Zachariah Kìnùthia (born 10 July 1988), known as Zack Kìnùthia, served as the Chief Administrative Secretary of the Kenyan Ministry of Sports, Culture, and Heritage from January 2020 until his resignation in February 2022. He previously served as chairman of the Student's Organization of Nairobi University (SONU).

== Early life and education ==
Zack Kìnùthia was born to Lucy Mugure in Marumī village, Kigumo Ward, Murang'a County in Gatitu Constituency. He is a member of the Kikuyu tribe, a Bantu ethnic group. He attended Kigumo Primary School in his home county and later attended Gaichanjiru High School in Murang'a County.

In 2010, he enrolled at the University of Nairobi to pursue a bachelor's degree in economics and political science. While at the University of Nairobi, he became involved in student politics and was elected chairman of the Students' Organization of Nairobi University (SONU). He also served as a leader in the Christian Union. As of 2023, Kìnùthia is pursuing a law degree.

== Career ==
At the University of Nairobi, Kìnùthia served as the elected chairman of the student organization from 2013 to 2014. He was also a member of the Christian Union and held a leadership role in 2013.

In 2013, Kìnùthia joined the presidential campaign team of candidate Uhuru Kenyatta. He later participated in the formation of the Jubilee Party and President Uhuru's re-election youth campaign.

In 2014, after graduating from the University of Nairobi with his bachelor's degree, Kìnùthia worked as a research assistant at a community project focused on the fight against HIV/AIDS in Kenya, an initiative of the University of Nairobi known as Central Kenya Response – Integration, Strengthening and Sustainability plus Project (CRISSP).

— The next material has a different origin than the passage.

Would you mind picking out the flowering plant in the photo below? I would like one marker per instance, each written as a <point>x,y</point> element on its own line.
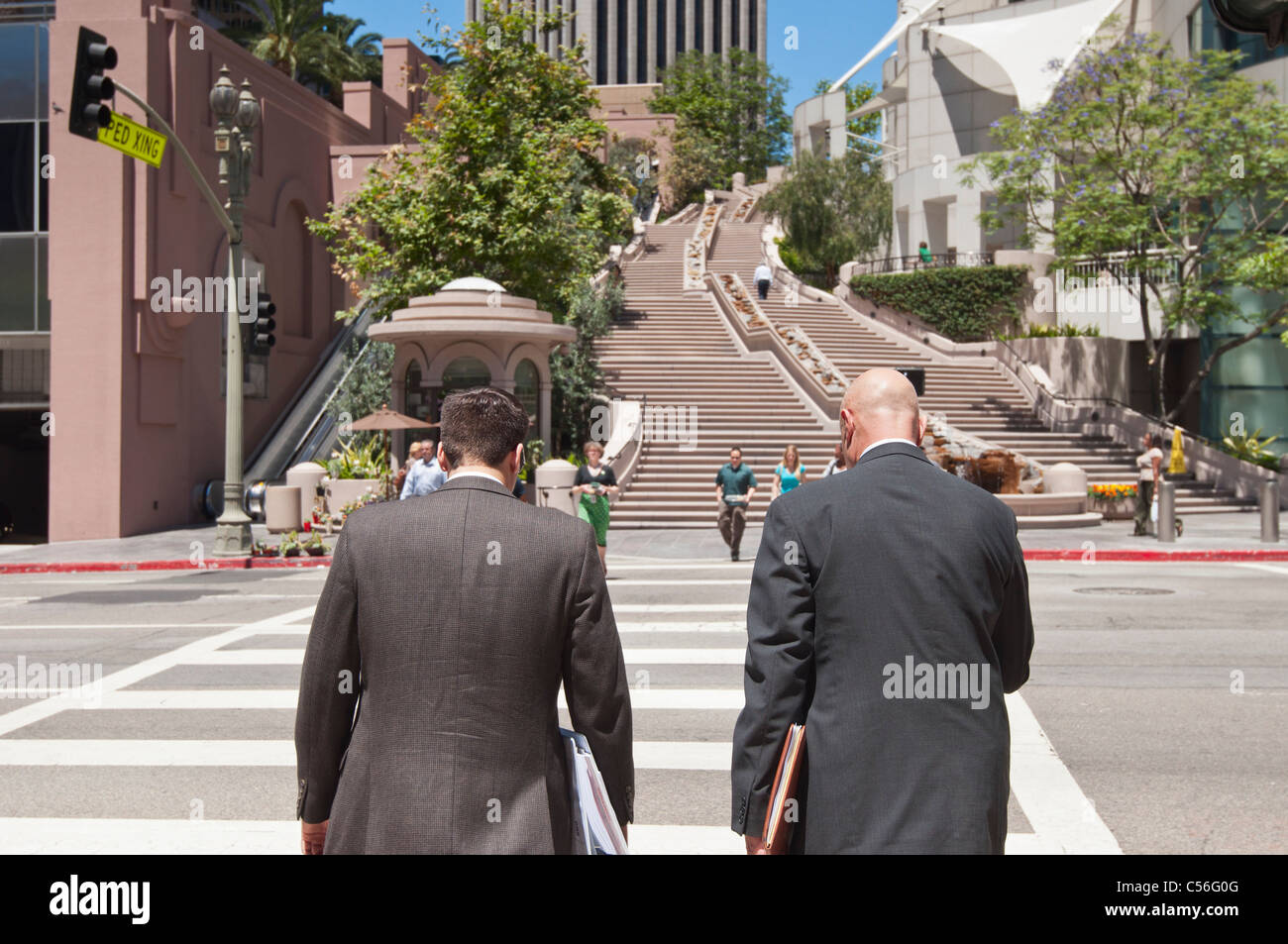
<point>1112,492</point>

Kìnùthia was appointed as the Chief Administrative Secretary (CAS) for Education on 15 January 2020, by President Uhuru Kenyatta, alongside Mumina Bonaya. Kìnùthia was the first person appointed to this specific position under President Kenyatta and the second person overall to hold it after Prof. Collete A. Suda, Ph.D. He was the youngest person serving in that position at the time of his appointment. Kìnùthia stated that he had no prior knowledge of his appointment and first heard of it when President Uhuru announced it on the radio. He was sworn in on 17 January 2020, at the State House in the presence of Education Cabinet Secretary Prof. George Magoha. He reportedly cut his hair short before being sworn in.

Kìnùthia was later transferred to the Ministry of Sports, Culture, and Heritage. In February 2022, he resigned from the CAS position in the Ministry of Sports, Culture, and Heritage to contest the Kigumo parliamentary seat under the Party of National Unity. He lost the election to Joseph Munyoro of UDA, receiving 10,543 votes to Munyoro's 27,213 votes.